While Dahl understood that his young readers craved a little danger, Zemeckis never seems sure of how scary he can really make the witches. Hathaway, for all the stretching of her limbs (a toned-down callback to the zombie slapstick of the director’s Death Becomes Her), mostly keeps her tongue planted firmly in cheek, even when it’s moving with the full flowering of her distended, toothy jaw. The action eventually shifts to a towering, glamorous resort, where the boy and his grandmother check in to lose a local sorceress; to their misfortune, their stay happens to coincide with a weekend conference organized by Hathaway’s veritable witch CEO and attended by the entire American coven. (The film does preserve one inspired dark joke from the book: that the malicious guests disguise themselves as an organization called The Royal Society For The Prevention Of Cruelty To Children.) Roeg’s film had a lot of farcical fun with the havoc loose mice and supernatural mischief might wreak on a snooty, upscale establishment. Though he suitably trades Rowan Atkinson for Stanley Tucci as the harried manager, Zemeckis glosses right over that element.

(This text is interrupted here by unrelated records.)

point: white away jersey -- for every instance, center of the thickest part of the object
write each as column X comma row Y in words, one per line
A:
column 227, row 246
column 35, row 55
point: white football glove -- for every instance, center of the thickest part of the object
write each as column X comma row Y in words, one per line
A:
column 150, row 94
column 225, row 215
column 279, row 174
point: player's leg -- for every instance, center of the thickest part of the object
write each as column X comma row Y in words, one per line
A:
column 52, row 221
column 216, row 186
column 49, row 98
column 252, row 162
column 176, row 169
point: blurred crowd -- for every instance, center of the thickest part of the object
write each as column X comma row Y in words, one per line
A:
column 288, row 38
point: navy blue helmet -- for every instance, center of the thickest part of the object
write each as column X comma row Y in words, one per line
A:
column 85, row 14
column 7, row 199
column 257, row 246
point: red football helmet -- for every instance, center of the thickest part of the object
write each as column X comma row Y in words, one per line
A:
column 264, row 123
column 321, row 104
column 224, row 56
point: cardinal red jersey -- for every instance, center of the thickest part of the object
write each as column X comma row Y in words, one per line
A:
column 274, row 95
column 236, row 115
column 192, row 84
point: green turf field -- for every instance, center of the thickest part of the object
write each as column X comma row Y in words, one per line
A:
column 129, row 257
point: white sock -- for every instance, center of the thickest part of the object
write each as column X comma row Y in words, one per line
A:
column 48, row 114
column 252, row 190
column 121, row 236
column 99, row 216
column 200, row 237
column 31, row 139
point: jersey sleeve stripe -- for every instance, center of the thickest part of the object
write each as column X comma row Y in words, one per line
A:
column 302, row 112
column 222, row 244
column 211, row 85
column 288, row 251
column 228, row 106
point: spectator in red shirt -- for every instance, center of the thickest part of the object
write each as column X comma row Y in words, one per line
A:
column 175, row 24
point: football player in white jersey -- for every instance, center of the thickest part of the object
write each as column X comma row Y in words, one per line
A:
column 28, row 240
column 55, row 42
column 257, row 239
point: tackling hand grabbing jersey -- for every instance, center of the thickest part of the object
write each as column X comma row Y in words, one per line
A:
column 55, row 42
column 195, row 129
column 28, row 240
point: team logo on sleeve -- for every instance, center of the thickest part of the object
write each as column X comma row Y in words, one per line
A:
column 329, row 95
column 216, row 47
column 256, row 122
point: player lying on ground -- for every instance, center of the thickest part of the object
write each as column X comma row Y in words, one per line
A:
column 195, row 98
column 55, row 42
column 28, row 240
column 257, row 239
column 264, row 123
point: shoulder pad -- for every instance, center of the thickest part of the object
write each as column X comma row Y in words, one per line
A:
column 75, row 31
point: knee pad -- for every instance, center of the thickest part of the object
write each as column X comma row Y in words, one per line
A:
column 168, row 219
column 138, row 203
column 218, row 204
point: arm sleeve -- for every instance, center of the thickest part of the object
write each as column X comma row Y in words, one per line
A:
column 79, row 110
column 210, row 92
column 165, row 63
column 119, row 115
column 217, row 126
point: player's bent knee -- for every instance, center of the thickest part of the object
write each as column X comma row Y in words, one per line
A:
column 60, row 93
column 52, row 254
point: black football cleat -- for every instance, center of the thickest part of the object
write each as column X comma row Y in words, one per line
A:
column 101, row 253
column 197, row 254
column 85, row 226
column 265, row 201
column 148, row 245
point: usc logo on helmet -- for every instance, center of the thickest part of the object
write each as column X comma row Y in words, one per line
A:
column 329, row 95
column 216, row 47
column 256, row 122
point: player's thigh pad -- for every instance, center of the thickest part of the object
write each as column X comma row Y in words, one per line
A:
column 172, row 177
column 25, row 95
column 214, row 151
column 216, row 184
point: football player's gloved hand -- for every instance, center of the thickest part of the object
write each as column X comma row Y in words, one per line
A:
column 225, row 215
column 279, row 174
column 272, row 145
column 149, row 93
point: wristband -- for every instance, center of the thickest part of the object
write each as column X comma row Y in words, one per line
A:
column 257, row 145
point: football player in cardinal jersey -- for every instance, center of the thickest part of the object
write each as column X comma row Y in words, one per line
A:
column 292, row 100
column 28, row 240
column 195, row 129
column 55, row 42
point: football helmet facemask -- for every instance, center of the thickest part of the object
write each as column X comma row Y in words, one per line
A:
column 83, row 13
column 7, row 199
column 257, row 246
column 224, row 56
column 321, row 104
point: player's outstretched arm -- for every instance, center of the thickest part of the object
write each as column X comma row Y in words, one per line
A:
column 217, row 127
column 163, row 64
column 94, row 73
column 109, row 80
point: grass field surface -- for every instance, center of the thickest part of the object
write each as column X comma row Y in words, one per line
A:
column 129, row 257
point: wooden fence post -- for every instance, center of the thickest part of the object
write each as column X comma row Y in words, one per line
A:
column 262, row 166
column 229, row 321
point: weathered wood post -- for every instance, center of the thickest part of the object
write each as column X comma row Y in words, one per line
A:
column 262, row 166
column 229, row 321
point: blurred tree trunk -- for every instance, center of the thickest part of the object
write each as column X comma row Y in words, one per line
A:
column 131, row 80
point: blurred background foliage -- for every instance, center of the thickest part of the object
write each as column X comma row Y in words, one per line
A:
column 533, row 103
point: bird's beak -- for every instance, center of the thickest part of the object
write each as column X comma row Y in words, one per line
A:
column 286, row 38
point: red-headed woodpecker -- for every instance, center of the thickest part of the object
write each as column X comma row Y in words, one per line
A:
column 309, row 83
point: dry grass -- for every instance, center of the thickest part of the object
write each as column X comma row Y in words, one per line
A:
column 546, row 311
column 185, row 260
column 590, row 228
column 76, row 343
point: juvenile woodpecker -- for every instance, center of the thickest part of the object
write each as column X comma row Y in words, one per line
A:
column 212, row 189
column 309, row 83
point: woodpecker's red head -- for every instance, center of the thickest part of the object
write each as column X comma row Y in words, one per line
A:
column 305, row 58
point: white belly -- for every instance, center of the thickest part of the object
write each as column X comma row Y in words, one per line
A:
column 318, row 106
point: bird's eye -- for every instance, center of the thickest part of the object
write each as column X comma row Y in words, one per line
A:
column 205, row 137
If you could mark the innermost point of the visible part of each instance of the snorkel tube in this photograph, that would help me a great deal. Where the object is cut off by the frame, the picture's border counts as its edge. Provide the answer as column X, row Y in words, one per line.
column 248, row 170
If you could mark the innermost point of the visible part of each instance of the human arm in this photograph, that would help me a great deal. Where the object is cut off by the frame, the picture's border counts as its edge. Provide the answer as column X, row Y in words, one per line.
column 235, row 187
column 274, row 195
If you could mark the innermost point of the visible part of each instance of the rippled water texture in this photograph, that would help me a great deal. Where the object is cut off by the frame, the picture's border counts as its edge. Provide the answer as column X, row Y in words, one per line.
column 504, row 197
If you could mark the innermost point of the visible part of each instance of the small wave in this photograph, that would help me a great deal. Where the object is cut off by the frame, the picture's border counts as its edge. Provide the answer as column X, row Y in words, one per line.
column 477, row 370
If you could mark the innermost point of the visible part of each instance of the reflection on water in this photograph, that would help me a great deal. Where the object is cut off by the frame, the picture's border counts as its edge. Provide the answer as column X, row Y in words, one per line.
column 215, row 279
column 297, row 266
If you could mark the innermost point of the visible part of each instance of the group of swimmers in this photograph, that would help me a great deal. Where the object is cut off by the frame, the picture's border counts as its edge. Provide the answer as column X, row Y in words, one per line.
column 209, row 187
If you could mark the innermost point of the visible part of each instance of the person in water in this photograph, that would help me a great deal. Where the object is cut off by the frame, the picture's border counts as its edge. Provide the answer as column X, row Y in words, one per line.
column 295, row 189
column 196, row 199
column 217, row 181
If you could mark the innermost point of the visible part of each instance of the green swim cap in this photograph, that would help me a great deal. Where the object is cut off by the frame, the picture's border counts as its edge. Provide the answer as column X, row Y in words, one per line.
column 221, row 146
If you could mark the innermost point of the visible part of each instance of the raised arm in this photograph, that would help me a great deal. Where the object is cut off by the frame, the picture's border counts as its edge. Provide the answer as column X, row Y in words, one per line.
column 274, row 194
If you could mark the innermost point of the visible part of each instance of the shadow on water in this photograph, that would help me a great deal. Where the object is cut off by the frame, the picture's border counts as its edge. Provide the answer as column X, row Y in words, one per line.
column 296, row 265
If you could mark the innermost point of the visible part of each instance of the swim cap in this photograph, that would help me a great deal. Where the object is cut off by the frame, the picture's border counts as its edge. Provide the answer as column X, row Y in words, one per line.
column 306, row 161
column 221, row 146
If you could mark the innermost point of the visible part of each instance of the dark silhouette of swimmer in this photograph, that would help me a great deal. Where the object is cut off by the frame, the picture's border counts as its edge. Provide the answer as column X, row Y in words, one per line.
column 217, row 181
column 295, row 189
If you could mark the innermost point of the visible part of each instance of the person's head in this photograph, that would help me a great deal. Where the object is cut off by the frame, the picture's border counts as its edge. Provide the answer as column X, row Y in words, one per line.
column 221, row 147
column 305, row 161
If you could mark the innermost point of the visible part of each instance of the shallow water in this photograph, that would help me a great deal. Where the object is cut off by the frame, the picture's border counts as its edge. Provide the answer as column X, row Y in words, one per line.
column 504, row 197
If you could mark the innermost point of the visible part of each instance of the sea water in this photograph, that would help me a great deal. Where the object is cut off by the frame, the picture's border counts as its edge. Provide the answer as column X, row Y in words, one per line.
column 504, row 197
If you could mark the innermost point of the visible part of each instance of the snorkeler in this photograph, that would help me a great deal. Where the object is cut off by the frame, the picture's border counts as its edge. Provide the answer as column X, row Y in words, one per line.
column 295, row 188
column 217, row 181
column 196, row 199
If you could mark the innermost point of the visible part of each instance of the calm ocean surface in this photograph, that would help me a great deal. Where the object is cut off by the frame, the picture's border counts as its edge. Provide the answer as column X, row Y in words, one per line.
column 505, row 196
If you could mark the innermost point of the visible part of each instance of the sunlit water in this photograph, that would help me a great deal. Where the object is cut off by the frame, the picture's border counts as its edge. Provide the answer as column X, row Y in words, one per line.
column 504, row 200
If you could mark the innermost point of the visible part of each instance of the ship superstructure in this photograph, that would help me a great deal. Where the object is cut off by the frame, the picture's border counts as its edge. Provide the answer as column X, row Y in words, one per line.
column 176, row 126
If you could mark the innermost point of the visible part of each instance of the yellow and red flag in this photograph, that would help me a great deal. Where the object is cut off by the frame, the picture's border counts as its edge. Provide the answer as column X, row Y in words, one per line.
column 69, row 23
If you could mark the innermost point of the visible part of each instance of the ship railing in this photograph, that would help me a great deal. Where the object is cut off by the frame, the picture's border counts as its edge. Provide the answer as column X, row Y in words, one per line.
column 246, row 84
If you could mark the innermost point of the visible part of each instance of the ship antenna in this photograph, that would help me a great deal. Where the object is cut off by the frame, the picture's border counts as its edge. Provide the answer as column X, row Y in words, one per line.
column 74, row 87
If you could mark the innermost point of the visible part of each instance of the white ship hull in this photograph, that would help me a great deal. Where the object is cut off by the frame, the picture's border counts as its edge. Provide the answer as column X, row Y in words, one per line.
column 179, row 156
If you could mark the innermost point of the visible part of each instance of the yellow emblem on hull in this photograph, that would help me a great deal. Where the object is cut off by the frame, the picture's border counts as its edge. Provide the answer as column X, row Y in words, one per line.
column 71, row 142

Despite a screenplay cowritten by Guillermo del Toro (a filmmaker who’s made a whole career out of putting fictional children at risk), The Witches is basically Dahl by way of Gump, with all the folksy voice-over, boomer nostalgia, and expensive technological tricks that implies. Like his old pal Steven Spielberg, who sapped up The BFG a few years ago, Zemeckis may be too sentimental for this author and his mean streak. He follows Spielberg’s lead further in treating the work like a springboard for technical exercise—an opportunity to play with scale, as the boy and a fellow unlucky brat (Codie-Lei Eastick) get used to their furry new form, scampering around the hotel, narrowly avoiding the falling feet of the other guests. It’s tempting just to be grateful that Zemeckis hasn’t fully retreated back into the motion-capture animation he blew a decade dabbling in. But if you can take the filmmaker out of the uncanny valley, maybe you can’t take the uncanny valley out of the filmmaker. Nothing in this movie looks real: not the mice, not the clothing, not the hotel. Even the cat, which doesn’t do much but hiss, is a (unconvincing) digital creation.

Zemeckis came of artistic age in the Amblin heyday, when blockbusters pushed the boundaries of all-ages entertainment so far that the PG-13 rating had to be invented. (This was, perhaps not by coincidence, the same era when The Witches was first published.) One might even identify Roeg’s version as a last hurrah for that kind of studio-sanctioned terrorizing of children in the guise of fun for the whole family. Have kids gotten softer or does Hollywood just assume they have? This movie is as much an imposter as its titular attractions; what it’s pretending to be is a story that wasn’t afraid to spook the readers who loved it. Dahl called the last adaptation of The Witches “appalling.” Imagine what he might have said about one that features cute CGI mice dancing to “We Are Family.”